Les patchs, les programmes de détection, les phrases rassurantes laisseraient presque penser que tout pourrait continuer en l’état, il faudra juste faire attention pour éviter quelques tricheries et faire que le système reste « juste » (s’il ne l’a jamais été). Il n’en est rien. Les dommages de cette nouvelle technologie sur l’école et nos sociétés peuvent être considérables. Comme toute révolution éducative, les effets se feront sentir dans une quinzaine d’années, et la vague de fond sera dévastatrice. Elle se mesurera à l’érosion des niveaux dans tous les domaines, à l’effondrement des carrières scientifiques et aux reculs des innovations. On verra à ce moment là, quels pays et quels systèmes éducatifs auront pris les bonnes options, et on mesurera les efforts considérables pour rattraper l’immense retard. Car ne nous trompons pas, l’IA est un accélérateur de progrès qui creusera irrémédiablement les écarts.

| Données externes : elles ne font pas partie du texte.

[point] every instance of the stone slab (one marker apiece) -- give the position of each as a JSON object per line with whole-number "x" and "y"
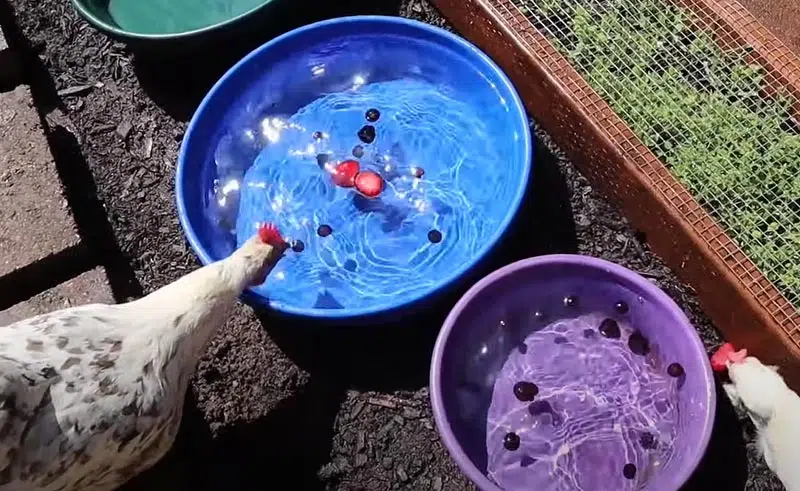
{"x": 89, "y": 287}
{"x": 35, "y": 221}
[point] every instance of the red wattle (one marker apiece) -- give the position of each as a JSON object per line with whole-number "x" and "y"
{"x": 344, "y": 174}
{"x": 268, "y": 233}
{"x": 369, "y": 184}
{"x": 720, "y": 358}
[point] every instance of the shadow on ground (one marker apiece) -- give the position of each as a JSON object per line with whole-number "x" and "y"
{"x": 177, "y": 81}
{"x": 395, "y": 355}
{"x": 98, "y": 243}
{"x": 725, "y": 463}
{"x": 289, "y": 444}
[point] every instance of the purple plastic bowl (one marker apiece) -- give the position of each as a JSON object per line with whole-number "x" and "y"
{"x": 544, "y": 282}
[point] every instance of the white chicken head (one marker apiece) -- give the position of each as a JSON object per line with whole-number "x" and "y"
{"x": 759, "y": 387}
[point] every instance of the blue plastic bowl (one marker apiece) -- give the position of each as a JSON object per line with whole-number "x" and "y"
{"x": 317, "y": 62}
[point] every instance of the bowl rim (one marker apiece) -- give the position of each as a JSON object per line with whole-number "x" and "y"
{"x": 458, "y": 45}
{"x": 83, "y": 10}
{"x": 675, "y": 480}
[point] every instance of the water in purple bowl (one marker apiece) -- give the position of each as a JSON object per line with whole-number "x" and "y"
{"x": 583, "y": 403}
{"x": 569, "y": 373}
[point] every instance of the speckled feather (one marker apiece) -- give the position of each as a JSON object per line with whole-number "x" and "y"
{"x": 92, "y": 395}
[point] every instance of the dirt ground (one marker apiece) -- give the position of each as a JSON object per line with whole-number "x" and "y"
{"x": 274, "y": 400}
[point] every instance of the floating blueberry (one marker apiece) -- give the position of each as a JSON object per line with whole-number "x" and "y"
{"x": 638, "y": 344}
{"x": 629, "y": 471}
{"x": 610, "y": 329}
{"x": 511, "y": 441}
{"x": 675, "y": 370}
{"x": 367, "y": 134}
{"x": 539, "y": 407}
{"x": 525, "y": 391}
{"x": 322, "y": 159}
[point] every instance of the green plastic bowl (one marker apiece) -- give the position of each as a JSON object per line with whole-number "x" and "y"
{"x": 157, "y": 22}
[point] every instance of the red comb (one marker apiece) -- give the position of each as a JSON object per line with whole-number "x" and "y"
{"x": 269, "y": 234}
{"x": 726, "y": 353}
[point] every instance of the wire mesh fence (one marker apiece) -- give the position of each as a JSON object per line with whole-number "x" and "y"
{"x": 727, "y": 129}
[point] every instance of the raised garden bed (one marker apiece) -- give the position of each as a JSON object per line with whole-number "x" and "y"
{"x": 685, "y": 112}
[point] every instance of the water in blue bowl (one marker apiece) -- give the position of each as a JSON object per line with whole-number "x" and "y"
{"x": 442, "y": 138}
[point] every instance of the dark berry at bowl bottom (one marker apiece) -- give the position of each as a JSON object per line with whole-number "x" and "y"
{"x": 511, "y": 441}
{"x": 629, "y": 471}
{"x": 525, "y": 391}
{"x": 610, "y": 329}
{"x": 367, "y": 134}
{"x": 638, "y": 344}
{"x": 675, "y": 370}
{"x": 372, "y": 115}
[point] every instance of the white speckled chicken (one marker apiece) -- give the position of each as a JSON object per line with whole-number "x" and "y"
{"x": 773, "y": 407}
{"x": 90, "y": 396}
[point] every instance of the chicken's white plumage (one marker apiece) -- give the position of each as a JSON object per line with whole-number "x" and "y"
{"x": 90, "y": 396}
{"x": 775, "y": 411}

Comment le monde éducatif peut-il s’adapter ? Comprendre que l’IA affecte la tradition éducative du travail personnel de l’élève invite à penser qu’une réforme profonde est nécessaire. Les enseignants devront rester vigilant sur les usages détournés, mais il ne faut pas que cette attention devienne centrale dans leur pratique, il faut leur éviter une course technologique contre les fraudeurs en faisant des lieux d’éducation, les lieux sanctuarisés de la performance. Là où l’élève fait, produit, réalise, s’exprime, sous le contrôle et l’œil avisé de l’enseignant. L’IA doit être maintenue à l’écart avec certitude, pour s’assurer que la performance des élèves reflète leur compétence. Cette position doit être radicale.

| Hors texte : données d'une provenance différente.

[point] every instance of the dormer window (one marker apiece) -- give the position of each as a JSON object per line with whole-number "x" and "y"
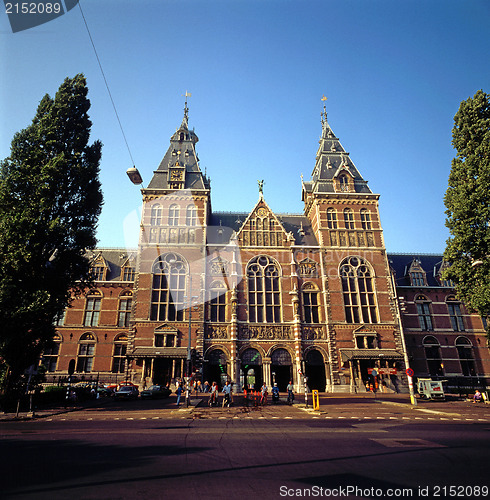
{"x": 417, "y": 274}
{"x": 349, "y": 218}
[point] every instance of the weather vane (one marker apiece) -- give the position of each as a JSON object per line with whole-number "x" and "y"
{"x": 186, "y": 109}
{"x": 261, "y": 187}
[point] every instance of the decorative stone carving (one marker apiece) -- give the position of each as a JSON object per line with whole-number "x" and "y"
{"x": 265, "y": 332}
{"x": 217, "y": 332}
{"x": 313, "y": 333}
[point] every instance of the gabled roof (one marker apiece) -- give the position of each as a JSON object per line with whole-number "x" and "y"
{"x": 401, "y": 264}
{"x": 181, "y": 155}
{"x": 331, "y": 160}
{"x": 114, "y": 258}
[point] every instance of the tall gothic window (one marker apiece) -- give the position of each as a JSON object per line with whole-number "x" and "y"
{"x": 124, "y": 313}
{"x": 433, "y": 355}
{"x": 264, "y": 296}
{"x": 92, "y": 308}
{"x": 455, "y": 315}
{"x": 423, "y": 310}
{"x": 349, "y": 218}
{"x": 191, "y": 216}
{"x": 344, "y": 183}
{"x": 168, "y": 288}
{"x": 365, "y": 219}
{"x": 465, "y": 353}
{"x": 156, "y": 215}
{"x": 358, "y": 291}
{"x": 86, "y": 352}
{"x": 332, "y": 218}
{"x": 50, "y": 354}
{"x": 217, "y": 302}
{"x": 173, "y": 215}
{"x": 119, "y": 356}
{"x": 310, "y": 303}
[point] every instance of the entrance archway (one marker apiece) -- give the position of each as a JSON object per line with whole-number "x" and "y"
{"x": 216, "y": 368}
{"x": 281, "y": 368}
{"x": 251, "y": 367}
{"x": 315, "y": 370}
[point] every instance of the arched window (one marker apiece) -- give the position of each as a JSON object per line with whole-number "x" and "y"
{"x": 344, "y": 183}
{"x": 358, "y": 291}
{"x": 433, "y": 356}
{"x": 86, "y": 351}
{"x": 173, "y": 215}
{"x": 310, "y": 303}
{"x": 119, "y": 356}
{"x": 51, "y": 353}
{"x": 332, "y": 218}
{"x": 168, "y": 288}
{"x": 365, "y": 219}
{"x": 92, "y": 308}
{"x": 191, "y": 216}
{"x": 423, "y": 310}
{"x": 156, "y": 215}
{"x": 466, "y": 359}
{"x": 281, "y": 357}
{"x": 349, "y": 218}
{"x": 264, "y": 296}
{"x": 455, "y": 315}
{"x": 217, "y": 302}
{"x": 124, "y": 313}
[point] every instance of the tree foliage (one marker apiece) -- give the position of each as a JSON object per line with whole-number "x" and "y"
{"x": 467, "y": 203}
{"x": 50, "y": 201}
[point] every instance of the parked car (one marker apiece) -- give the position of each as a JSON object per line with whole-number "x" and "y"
{"x": 127, "y": 392}
{"x": 155, "y": 392}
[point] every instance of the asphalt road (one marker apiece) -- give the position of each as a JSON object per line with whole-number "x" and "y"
{"x": 152, "y": 450}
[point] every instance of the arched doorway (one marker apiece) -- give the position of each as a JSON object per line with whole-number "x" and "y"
{"x": 281, "y": 368}
{"x": 216, "y": 368}
{"x": 315, "y": 370}
{"x": 251, "y": 368}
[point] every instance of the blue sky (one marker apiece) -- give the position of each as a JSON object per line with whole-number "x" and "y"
{"x": 394, "y": 73}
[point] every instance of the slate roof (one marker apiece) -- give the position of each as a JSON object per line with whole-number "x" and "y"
{"x": 400, "y": 265}
{"x": 115, "y": 259}
{"x": 233, "y": 221}
{"x": 331, "y": 160}
{"x": 182, "y": 152}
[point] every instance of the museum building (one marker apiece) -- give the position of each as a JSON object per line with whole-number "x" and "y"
{"x": 262, "y": 296}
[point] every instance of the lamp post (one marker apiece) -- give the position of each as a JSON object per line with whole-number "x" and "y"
{"x": 404, "y": 346}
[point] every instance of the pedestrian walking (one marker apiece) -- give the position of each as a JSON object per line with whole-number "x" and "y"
{"x": 227, "y": 394}
{"x": 179, "y": 393}
{"x": 290, "y": 389}
{"x": 263, "y": 392}
{"x": 214, "y": 394}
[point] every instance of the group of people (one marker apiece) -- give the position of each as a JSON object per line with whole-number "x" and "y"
{"x": 228, "y": 392}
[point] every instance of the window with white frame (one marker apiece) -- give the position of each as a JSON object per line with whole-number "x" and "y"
{"x": 424, "y": 313}
{"x": 119, "y": 353}
{"x": 264, "y": 294}
{"x": 455, "y": 315}
{"x": 86, "y": 353}
{"x": 168, "y": 288}
{"x": 92, "y": 308}
{"x": 358, "y": 291}
{"x": 124, "y": 312}
{"x": 173, "y": 215}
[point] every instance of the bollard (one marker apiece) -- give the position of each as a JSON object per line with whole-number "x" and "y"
{"x": 316, "y": 400}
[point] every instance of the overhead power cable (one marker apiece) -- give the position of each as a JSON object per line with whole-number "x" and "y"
{"x": 106, "y": 84}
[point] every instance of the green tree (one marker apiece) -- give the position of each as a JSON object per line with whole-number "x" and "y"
{"x": 467, "y": 203}
{"x": 50, "y": 201}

Mais l’IA reste un outil majeur, et le monde de l’éducation doit s’en emparer. Elle doit être utilisée pour contribuer à évaluer les élèves avec des critiques et des corrections d’une haute précision. L’IA peut concevoir les profils de compétence des élèves et impliquer les parents dans le suivi éducatif. Elle peut être utilisée pour aider l’enseignant à suivre les progressions et apporter des remarques sur la prise en compte des conseils et du travail à faire. L’enjeu est que l’école fasse de l’intelligence artificielle son outil, et qu’elle ne la subisse pas. Elle doit s’emparer de ce champ et innover.
L’IA reste un outil fantastique qui peut réduire les inégalités culturelles et accélérer le progrès. Mais comme tous les outils, mal utilisée, on peut aussi la considérer comme une menace. Elle offre une pensée experte coupée de ses fondations, livrée en pâture à des esprits mal préparés. Un mélange des genres qui peut être explosif. Le travail de fond : la lente et longue fréquentation des différentes formes et traditions littéraires, support véritables de nos connaissances, reste incontournable dans la formation des esprits, car il forme la mémoire et forge le jugement, ce que ne fera jamais ChatGPT. Evitons qu’elle ne décide à leur place, c’est de leur liberté dont il s’agit.